From ...
From: Erik Naggum <erik@naggum.no>
Subject: Re: 8-bit input (or, "Perl attacks on non-English language communities!")
Date: 1999/02/11
Message-ID: <3127703943282468@naggum.no>
X-Deja-AN: 443117437
References: <xlxiudcizfn.fsf@gold.cis.ohio-state.edu> <79p88l$8h2$1@news.u-bordeaux.fr> <lwpv7jr9bd.fsf@copernico.parades.rm.cnr.it> <873e4fbawi.fsf@2xtreme.net> <36C20F62.3FDB5404@elwood.com>
mail-copies-to: never
Organization: Naggum Software; +47 8800 8879; http://www.naggum.no
Newsgroups: comp.lang.lisp

* "Howard R. Stearns" <howard@elwood.com>
| One that is one of my pet peaves.  A while back in "IEEE Computer"
| magazine, some yahoo decided that we don't need to use 16 bits to handle
| international characters.  Instead, we usually only need 8 bits at a
| time, and that we would get better performance by using 8-bit characters
| for everything along with a locally understood "current char set".  They
| eventually printed a "letter to the editor" I sent, and the whole thing
| bugs me enough that I'm going to repeat it here.

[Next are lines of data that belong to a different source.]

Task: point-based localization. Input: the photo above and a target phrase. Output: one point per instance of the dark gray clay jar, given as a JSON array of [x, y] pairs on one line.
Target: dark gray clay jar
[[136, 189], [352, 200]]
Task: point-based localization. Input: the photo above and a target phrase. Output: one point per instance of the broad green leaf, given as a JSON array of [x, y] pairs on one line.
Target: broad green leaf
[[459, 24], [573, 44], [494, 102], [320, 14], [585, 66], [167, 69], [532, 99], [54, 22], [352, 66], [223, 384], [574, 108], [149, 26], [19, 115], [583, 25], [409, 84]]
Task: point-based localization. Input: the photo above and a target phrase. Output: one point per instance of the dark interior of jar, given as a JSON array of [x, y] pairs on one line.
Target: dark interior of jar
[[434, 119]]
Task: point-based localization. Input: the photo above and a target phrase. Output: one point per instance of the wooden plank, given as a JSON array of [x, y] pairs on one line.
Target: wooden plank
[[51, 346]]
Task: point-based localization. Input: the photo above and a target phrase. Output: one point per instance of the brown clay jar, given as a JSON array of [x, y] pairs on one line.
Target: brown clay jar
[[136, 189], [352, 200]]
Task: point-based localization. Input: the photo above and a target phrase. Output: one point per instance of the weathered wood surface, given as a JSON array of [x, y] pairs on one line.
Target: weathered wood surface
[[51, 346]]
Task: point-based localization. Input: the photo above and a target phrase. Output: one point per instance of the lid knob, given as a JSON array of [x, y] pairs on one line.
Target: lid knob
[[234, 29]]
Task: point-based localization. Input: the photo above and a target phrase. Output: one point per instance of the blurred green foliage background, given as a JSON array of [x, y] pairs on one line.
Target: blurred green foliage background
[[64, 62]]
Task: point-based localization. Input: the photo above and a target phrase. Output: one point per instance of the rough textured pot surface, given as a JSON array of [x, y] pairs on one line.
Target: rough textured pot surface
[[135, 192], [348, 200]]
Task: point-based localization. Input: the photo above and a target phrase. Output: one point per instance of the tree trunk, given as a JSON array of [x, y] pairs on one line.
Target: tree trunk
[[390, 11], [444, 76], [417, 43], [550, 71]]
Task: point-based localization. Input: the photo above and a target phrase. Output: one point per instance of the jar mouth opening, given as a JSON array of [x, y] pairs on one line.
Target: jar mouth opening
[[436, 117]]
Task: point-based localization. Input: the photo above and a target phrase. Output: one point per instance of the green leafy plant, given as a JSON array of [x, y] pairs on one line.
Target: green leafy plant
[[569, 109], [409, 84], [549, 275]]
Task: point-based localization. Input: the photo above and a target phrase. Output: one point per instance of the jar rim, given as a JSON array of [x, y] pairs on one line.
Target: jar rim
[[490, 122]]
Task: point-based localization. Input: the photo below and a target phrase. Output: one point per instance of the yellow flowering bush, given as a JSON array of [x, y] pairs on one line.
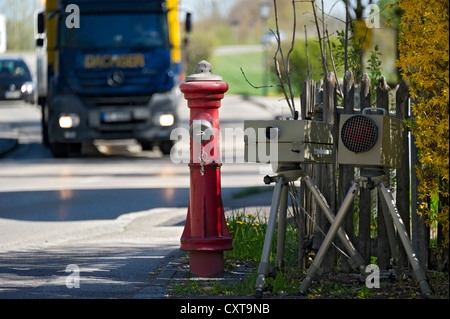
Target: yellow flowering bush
[[424, 62]]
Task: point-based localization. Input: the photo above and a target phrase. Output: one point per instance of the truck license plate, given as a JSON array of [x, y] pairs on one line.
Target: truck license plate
[[118, 116], [12, 95]]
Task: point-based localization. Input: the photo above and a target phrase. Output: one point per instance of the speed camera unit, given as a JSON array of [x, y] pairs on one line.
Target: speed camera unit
[[370, 140], [288, 141]]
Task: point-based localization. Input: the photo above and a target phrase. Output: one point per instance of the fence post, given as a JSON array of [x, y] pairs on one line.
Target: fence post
[[328, 170], [383, 249], [346, 172], [364, 193], [419, 232], [402, 174]]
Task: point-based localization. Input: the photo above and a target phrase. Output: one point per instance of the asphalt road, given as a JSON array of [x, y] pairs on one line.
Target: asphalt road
[[115, 212]]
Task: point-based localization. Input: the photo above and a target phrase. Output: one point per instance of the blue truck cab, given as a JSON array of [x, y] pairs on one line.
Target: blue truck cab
[[112, 72]]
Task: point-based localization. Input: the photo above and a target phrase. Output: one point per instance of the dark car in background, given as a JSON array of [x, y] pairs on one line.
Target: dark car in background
[[16, 82]]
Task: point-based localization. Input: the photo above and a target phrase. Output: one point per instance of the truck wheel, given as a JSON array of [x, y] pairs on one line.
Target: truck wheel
[[166, 146], [62, 150], [146, 146]]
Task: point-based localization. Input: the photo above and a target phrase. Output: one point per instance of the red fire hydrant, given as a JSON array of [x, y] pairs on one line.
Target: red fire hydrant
[[205, 233]]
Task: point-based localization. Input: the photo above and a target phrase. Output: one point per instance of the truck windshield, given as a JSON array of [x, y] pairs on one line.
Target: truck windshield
[[116, 30]]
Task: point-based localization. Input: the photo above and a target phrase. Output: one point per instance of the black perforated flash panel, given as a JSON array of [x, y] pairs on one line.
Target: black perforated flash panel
[[359, 133]]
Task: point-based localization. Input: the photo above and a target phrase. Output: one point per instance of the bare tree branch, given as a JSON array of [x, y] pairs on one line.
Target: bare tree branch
[[257, 87]]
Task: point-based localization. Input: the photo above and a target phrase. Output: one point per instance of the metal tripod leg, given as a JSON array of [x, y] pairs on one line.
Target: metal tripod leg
[[263, 268], [355, 260], [418, 271], [282, 215], [336, 224]]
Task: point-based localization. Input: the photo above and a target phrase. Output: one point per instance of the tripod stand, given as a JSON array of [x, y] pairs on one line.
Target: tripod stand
[[370, 181], [279, 204]]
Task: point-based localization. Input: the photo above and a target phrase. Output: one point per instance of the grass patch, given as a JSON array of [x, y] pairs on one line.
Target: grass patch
[[248, 233], [228, 66]]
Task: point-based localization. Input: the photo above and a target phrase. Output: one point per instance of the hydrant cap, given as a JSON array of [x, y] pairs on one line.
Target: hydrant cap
[[203, 72]]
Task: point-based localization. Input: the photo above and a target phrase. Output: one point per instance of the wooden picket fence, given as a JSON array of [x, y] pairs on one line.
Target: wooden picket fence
[[319, 102]]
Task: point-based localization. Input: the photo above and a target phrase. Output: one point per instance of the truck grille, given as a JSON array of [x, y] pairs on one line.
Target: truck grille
[[131, 100]]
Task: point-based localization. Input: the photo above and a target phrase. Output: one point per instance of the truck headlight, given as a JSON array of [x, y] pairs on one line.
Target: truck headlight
[[69, 120], [166, 119], [27, 87]]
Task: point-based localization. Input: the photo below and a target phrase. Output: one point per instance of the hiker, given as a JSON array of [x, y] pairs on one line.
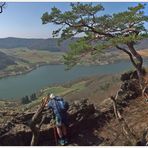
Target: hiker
[[59, 107]]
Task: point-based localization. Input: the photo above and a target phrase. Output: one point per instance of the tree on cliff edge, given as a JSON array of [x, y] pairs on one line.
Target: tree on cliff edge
[[121, 30], [2, 5]]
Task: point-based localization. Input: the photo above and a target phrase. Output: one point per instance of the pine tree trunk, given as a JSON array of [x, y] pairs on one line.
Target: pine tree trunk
[[139, 62]]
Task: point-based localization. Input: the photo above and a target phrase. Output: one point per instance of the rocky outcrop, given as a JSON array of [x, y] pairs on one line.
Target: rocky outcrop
[[82, 115]]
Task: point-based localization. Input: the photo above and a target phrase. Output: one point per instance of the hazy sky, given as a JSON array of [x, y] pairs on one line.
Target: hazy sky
[[24, 19]]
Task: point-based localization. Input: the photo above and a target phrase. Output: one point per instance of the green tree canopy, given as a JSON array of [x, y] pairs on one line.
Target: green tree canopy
[[99, 31]]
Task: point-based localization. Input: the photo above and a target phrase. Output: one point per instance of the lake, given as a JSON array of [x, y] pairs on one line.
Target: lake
[[26, 84]]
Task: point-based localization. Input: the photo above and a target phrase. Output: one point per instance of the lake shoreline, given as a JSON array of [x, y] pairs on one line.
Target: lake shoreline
[[45, 64]]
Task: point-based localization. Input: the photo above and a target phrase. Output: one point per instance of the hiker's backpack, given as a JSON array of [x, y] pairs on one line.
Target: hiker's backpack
[[61, 104]]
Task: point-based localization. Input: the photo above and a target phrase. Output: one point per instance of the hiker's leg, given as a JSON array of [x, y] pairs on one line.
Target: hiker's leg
[[59, 127], [64, 130], [59, 131]]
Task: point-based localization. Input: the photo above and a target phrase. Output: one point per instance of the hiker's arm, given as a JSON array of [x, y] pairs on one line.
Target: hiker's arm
[[45, 101]]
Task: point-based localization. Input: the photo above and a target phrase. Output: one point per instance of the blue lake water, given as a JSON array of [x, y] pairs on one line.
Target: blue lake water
[[26, 84]]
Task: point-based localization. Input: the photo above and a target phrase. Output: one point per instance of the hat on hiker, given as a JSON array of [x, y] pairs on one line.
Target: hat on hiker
[[52, 96]]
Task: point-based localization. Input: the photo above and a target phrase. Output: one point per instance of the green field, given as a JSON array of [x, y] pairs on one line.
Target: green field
[[26, 60]]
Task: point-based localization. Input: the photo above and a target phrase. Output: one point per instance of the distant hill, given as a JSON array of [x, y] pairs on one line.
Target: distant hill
[[50, 44], [6, 60]]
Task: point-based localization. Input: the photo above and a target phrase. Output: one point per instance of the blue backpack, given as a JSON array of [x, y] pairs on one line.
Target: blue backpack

  the first ISO 10646 draft actually had this feature for character sets
  that only need 8 bits, complete with "High Octet Prefix", which was
  intended as a stateful encoding that would _never_ be useful in memory.
  this was a vastly superior coding scheme to UTF-8, which unfortunately
  penalizes everybody outside of the United States.  I actually think UTF-8
  is one of the least intelligent solutions to this problem around: it
  thwarts the whole effort of the Unicode Consortium and has already proven
  to be a reason why Unicode is not catching on.

  instead of this stupid encoding, only a few system libraries need to be
  updated to understand the UCS signature, #xFEFF, at the start of strings
  or streams.  it can even be byte-swapped without loss of information.  I
  don't think two bytes is a great loss, but the stateless morons in New
  Jersey couldn't be bothered to figure something like this out.  argh!

  when the UCS signature becomes widespread, any string or stream can be
  viewed initially as a byte sequence, and upon first access can easily be
  inspected for its true nature and the object can then change class into
  whatever the appropriate class should be.  it might even be byteswapped
  if appropriate.  this is not at all rocket science.  I think the UCS
  signature is among the smarter things in Unicode.  that #xFFFE is an
  invalid code and #xFEFF is a zero-width space are signs of a brilliant
  mind at work.  I don't know who invented this, but I _do_ know that UTF-8
  is a New Jersey-ism.

| One issue you bring up that is not covered in the letter is whether speed
| is effected in Lisp by simultaneously supporting BOTH ASCII and Unicode.

  there is actually a lot of evidence that UTF-8 slows things down because
  it has to be translated, but UTF-16 can be processed faster than ISO
  8859-1 on most modern computers because the memory access is simpler with
  16-bit units than with 8-bit units.  odd addresses are not free.

| It is not quite correct to refer to Unicode as a 16-bit standard.
| Unicode actually uses a 32-bit space. It is one of the more popular
| subsets of Unicode, UCS-2, that happens to fit in 16 bits.

  well, Unicode 1.0 was 16 bits, but Unicode is now 16 bits + 20 bits worth
  of extended space encoded as 32 bits using 1024 high and 1024 low codes
  from the set of 16-bit codes.  ISO 10646 is a 31-bit character set
  standard without any of this stupid hi-lo cruft.

  your point about the distinction between internal and external formats is
  generally lost on people who have never seen the concepts provided by the
  READ and WRITE functions in Common Lisp.  Lispers are used to dealing
  with different internal and external representations, and therefore have
  a strong propensity to understand much more complex issues than people
  who are likely to argue in favor of writing raw bytes from memory out to
  files as a form of "interchange", and who deal with all text as _strings_
  and repeatedly maul them with regexps.

  my experience is that there's no point in trying to argue with people who
  don't understand the concepts of internal and external representation --
  if you want to reach them at all, that's where you have to start, but be
  prepared for a paradigm shift happening in your audience's brain.  (it
  has been instructive to see how people suddenly grasp that a date is
  always read and written in ISO 8601 format although the machine actually
  deals with it as a large integer, the number of seconds since an epoch.
  Unix folks who are used to seeing the number _or_ a hacked-up crufty
  version of `ctime' output are truly amazed by this.)  if you can explain
  how and why conflating internal and external representation is bad karma,
  you can usually watch them people get a serious case of revelation and
  their coding style changes there and then.  but just criticizing their
  choice of an internal-friendly external coding doesn't ring a bell.

#:Erik
-- 
  Y2K conversion simplified: Januark, Februark, March, April, Mak, June,
  Julk, August, September, October, November, December.